GTL prospectsJoe Verghese of ABB Lummus Global told DOT delegates that environmental pressures have contributed to the industry's renewed interest in GTL processes.
"The exploitation of fields in deep water increasingly demands the deployment of processing facilities on floating production systems," said Verghese.
"If GTL technologies can be viably applied to FPSOs, several advantages ensue, chief of which is that the envelope of application is enlarged. FPSOs can exploit both gas fields distant from shore infrastructure and gas assets where onshore location poses unacceptable construction, completion, and operational risks.

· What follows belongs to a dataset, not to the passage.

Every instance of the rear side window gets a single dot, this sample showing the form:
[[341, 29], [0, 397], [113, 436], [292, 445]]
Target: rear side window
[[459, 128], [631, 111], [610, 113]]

"Several exploration and production provinces, such as West Africa, have relied on gas flaring as a concomitant to oil production operations.
"Oil companies' focus on environmentally sound policies, legislation, and environmental lobby pressures have combined to bring a sense of urgency to the mission of commercializing technologies that will monetize these prospective gas assets, eliminate or at least minimize gas flaring, and leverage oil prospects in the oil companies' portfolios by facilitating their development with captive solutions for associated gas.
"The momentum generated in the exploitation of deepwater fields can only be sustained if viable and economic gas utilization solutions can be integrated into the field development plans."
Verghese showed how prices affect returns of an FPSO-based GTL system (Fig. 5 [34,602 bytes]). And he outlined the main technologies and players in the GTL process sector (OGJ, June 23, 1997, p. 16). He said gas conversion technologies require proven experience onshore before deployment offshore.
Verghese said FPSOs used for conversion and for liquefied natural gas will need to be "road-tested in relatively benign water environments, for example West Africa, prior to applications in harsh environment provinces."